On the possibility of Lebanon importing medicine from Iran, he said he would welcome it.
“If they want to send medicine from Iran to Lebanon, they are not telling the Lebanese people that this will be the only (products of) medicine (in the country). Whoever wants to buy Iranian medicine, let them buy it; and whoever does not want to, then they are free not to,” Maalouf said.
“If the price of the Iranian medicine is one dollar and the price of the European medicine is 30 dollars, and people do not have much money left, they will buy Iranian medicine. They will be buying it willingly; no one will be forcing them to. Even the diesel that will come from Iran. Whoever likes to buy it at a lower price to use it can do so, and whoever does not want to can buy American fuel! No one will prevent them from doing so,” he hastened to add.
‘Stoking chaos and civil war’
Maalouf, in response to a question whether the crisis in Lebanon was engineered to drag the country toward the economic crisis, said the country has “many enemies.”
“Whoever helps Lebanon is the friend, and whoever does not is the enemy. Let the Lebanese people be the judge in the matter. To some of those on Twitter who attacked me and said that I am jumping ship (i.e. changing political sides and allegiances), I do not jump ship. My position is clear. I am independent. I am a strong patriot,” he asserted, denouncing the online tirade against him.
On why his stance is different from that of his party, the Lebanese Forces member said he deems his people’s pain more important than his own political future.
“My future is not (to secure) a parliamentary seat.
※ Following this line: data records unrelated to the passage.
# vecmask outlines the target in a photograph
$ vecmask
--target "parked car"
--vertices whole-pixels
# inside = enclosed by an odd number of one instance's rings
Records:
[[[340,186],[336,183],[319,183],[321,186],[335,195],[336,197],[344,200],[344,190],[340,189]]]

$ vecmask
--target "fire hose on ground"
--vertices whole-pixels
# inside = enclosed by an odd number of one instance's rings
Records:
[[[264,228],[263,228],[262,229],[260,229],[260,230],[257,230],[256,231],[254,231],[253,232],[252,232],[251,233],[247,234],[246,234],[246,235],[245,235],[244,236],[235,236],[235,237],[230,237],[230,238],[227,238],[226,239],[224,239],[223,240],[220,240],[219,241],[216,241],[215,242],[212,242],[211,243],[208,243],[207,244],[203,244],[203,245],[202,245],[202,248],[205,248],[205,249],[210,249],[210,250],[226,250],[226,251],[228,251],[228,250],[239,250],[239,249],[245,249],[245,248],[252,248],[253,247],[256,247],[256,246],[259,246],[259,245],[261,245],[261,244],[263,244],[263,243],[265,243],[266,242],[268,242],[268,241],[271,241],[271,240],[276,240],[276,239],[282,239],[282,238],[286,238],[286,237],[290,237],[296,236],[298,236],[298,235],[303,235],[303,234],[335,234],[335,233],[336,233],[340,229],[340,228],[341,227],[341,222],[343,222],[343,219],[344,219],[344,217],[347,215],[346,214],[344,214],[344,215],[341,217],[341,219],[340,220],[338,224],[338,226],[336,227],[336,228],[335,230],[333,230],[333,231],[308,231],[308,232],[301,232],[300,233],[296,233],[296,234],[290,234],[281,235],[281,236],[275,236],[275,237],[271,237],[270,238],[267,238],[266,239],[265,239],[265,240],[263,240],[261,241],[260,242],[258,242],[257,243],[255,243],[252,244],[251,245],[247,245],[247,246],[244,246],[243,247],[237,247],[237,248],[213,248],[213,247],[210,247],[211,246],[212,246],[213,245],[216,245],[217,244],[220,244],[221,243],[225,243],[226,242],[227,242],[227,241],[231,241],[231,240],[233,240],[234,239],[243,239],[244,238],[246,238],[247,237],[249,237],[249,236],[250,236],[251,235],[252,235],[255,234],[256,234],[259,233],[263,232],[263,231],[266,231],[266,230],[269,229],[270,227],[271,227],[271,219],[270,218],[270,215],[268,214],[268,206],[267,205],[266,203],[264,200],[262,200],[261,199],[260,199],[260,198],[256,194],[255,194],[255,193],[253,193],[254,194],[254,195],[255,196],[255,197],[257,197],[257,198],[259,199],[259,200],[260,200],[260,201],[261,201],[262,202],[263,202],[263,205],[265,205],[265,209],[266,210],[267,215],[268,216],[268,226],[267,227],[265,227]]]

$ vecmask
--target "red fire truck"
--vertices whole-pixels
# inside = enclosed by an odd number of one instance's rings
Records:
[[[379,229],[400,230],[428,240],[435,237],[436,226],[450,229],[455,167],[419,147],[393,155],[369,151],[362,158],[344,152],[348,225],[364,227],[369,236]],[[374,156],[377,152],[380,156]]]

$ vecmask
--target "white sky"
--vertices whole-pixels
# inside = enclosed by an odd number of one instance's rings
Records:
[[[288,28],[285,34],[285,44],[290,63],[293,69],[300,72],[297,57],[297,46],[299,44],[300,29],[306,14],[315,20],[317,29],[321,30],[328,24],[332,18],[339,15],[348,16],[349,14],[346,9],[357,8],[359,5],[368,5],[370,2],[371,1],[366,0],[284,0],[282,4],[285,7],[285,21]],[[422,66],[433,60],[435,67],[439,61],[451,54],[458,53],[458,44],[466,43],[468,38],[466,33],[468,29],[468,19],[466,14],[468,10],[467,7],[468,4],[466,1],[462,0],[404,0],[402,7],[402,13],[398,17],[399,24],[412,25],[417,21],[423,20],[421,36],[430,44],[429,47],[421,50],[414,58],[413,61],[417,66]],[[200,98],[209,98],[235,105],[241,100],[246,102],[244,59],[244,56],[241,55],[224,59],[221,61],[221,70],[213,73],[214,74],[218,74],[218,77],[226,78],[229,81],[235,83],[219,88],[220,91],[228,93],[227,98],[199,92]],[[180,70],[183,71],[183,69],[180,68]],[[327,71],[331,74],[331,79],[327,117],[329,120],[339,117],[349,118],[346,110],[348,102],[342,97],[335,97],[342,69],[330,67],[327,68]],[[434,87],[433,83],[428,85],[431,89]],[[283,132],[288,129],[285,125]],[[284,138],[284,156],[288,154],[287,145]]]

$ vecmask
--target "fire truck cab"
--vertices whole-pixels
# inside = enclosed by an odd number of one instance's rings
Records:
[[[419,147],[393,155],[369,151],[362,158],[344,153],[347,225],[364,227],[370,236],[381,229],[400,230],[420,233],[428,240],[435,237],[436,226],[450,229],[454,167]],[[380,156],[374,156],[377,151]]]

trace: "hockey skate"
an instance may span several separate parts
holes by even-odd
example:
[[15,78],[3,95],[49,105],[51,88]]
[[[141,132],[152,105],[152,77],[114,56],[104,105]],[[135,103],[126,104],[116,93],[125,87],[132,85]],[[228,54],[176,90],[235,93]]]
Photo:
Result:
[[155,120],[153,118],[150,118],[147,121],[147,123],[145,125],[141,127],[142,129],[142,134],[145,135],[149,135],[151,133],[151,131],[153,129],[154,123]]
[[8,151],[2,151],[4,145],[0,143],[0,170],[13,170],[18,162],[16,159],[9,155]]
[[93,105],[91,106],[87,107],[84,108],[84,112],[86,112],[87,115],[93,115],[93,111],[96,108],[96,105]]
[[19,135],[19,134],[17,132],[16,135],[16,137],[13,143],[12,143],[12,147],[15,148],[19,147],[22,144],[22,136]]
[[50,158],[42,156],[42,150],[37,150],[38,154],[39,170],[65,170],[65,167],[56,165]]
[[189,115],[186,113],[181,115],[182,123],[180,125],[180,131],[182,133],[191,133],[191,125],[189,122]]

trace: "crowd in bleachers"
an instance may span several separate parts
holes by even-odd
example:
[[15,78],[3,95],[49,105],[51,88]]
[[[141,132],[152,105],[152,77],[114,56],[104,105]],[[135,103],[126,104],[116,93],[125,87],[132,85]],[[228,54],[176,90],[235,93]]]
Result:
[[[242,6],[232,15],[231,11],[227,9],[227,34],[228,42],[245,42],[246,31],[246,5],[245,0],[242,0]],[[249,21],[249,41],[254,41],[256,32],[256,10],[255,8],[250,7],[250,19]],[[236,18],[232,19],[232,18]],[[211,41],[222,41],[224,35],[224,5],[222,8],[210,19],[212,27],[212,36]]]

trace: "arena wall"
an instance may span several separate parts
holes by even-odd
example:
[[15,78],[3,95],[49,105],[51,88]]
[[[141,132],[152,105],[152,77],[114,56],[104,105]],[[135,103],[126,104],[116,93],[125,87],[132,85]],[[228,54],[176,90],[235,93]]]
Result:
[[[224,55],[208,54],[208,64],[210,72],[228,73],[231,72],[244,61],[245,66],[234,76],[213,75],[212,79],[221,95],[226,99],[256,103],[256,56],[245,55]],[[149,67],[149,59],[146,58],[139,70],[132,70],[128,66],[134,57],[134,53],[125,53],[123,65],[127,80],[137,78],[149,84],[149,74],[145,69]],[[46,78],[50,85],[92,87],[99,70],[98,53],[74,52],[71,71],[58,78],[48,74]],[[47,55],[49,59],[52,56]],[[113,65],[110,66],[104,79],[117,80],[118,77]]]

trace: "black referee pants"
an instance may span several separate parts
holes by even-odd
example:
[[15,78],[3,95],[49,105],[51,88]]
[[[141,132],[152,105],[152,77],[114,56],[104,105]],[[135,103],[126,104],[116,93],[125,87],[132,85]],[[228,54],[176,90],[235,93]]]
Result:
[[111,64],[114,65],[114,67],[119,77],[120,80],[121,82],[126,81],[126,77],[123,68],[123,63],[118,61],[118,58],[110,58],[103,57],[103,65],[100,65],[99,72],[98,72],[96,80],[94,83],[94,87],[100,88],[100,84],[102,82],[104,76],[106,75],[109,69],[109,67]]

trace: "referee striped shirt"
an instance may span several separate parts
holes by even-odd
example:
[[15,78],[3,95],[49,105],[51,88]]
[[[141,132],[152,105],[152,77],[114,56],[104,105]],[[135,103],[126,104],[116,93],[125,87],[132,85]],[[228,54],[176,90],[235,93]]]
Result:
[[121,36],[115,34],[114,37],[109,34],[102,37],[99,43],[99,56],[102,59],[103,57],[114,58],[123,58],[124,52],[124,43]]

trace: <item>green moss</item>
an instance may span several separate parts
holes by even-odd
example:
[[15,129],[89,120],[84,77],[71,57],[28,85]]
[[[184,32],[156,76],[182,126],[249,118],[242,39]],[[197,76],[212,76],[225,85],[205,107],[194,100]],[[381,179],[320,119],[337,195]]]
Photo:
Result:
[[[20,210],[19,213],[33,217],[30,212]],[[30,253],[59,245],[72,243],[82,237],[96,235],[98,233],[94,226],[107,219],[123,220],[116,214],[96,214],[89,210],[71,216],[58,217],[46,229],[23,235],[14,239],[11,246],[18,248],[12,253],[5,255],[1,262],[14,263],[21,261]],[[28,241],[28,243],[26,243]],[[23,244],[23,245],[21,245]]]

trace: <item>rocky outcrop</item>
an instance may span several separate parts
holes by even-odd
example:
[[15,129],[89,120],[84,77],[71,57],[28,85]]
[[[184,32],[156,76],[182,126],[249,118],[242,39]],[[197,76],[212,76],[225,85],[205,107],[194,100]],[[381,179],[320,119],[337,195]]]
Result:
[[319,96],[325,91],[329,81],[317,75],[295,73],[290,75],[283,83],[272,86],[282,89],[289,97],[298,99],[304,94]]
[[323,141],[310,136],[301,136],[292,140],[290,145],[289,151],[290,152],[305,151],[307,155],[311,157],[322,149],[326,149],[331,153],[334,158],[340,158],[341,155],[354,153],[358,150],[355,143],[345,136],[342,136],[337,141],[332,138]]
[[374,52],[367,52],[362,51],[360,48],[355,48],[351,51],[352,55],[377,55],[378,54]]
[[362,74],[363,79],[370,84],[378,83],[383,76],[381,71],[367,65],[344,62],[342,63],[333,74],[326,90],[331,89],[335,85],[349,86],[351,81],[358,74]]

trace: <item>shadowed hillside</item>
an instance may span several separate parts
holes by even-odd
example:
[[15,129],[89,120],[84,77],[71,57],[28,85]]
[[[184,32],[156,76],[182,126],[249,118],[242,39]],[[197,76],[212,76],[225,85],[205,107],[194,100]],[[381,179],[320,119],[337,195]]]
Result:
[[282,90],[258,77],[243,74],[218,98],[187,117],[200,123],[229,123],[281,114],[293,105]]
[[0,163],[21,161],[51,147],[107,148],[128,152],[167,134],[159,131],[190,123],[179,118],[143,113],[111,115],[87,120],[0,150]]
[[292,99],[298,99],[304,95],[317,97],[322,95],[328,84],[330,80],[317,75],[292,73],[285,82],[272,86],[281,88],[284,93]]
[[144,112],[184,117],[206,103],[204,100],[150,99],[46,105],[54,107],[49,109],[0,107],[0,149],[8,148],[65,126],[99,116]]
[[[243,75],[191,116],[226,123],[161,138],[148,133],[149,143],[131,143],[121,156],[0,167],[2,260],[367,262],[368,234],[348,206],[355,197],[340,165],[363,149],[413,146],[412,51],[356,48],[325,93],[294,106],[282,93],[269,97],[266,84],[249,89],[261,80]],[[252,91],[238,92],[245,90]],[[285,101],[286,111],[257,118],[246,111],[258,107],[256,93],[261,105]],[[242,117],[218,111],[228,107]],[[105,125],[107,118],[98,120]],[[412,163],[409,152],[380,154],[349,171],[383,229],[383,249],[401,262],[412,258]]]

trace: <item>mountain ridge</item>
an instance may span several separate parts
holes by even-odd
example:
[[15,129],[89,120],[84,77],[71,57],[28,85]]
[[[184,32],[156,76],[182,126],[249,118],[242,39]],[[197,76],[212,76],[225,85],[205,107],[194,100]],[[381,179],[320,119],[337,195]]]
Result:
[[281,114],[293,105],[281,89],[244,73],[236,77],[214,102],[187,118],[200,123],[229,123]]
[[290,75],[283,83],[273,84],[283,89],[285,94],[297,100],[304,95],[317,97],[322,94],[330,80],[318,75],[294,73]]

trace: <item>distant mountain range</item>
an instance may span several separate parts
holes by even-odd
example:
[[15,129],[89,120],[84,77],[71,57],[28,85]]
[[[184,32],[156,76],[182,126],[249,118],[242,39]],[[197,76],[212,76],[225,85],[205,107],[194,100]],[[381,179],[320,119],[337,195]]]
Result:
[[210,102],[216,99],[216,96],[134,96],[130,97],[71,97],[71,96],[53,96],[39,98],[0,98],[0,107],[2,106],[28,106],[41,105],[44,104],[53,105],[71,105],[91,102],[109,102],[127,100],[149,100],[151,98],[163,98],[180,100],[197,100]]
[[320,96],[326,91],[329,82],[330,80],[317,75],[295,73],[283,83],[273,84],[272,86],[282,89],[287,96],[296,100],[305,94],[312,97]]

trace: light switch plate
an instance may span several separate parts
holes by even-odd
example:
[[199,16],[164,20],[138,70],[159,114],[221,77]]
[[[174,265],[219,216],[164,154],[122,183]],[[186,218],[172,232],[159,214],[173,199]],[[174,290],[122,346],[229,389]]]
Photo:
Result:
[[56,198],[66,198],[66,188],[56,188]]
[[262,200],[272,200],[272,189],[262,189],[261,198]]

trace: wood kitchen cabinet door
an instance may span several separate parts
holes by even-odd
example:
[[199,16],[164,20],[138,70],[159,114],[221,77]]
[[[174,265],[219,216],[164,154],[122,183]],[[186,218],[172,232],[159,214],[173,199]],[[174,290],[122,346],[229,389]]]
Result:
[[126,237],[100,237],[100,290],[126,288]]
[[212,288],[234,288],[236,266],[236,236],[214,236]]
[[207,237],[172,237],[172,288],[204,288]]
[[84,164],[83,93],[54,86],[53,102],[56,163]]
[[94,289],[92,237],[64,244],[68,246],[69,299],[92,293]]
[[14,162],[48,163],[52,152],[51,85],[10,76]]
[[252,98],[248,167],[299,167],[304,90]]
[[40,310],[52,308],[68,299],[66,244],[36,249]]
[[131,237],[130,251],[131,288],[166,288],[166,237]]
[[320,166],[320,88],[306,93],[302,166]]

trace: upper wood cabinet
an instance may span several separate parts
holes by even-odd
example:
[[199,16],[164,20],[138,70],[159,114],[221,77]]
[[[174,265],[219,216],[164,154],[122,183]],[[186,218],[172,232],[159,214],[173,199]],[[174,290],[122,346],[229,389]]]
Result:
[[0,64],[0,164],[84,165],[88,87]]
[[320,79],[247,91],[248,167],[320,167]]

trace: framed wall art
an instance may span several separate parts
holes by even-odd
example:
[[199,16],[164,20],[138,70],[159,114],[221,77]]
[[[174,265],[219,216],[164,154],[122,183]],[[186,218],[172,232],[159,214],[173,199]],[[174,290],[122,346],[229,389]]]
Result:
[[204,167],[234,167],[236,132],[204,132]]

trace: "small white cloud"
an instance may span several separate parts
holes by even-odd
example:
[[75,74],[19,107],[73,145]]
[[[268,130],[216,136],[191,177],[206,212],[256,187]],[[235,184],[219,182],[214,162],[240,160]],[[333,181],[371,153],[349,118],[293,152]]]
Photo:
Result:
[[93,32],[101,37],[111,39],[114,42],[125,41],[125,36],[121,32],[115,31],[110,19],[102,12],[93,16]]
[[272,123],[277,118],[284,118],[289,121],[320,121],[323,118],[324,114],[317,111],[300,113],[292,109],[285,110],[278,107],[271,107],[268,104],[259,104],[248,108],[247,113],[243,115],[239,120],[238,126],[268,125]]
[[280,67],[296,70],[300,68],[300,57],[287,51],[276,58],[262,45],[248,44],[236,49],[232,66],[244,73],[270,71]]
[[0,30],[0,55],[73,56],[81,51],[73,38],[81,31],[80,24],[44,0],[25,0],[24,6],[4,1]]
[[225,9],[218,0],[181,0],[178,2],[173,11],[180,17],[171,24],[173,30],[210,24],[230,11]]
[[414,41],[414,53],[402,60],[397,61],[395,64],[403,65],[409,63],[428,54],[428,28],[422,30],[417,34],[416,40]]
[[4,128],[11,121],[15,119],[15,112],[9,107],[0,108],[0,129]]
I am not a beggar for anyone’s parliamentary seat. My future is not to see my children being humiliated, or not being able to learn. It is not to see them applying for visas to emigrate from Lebanon. My future is the future of Lebanon’s generations. My future is not to become a (Lebanese) MP. This seat has no value for me. It does not change anything. Human dignity is the most important thing for me,” he said.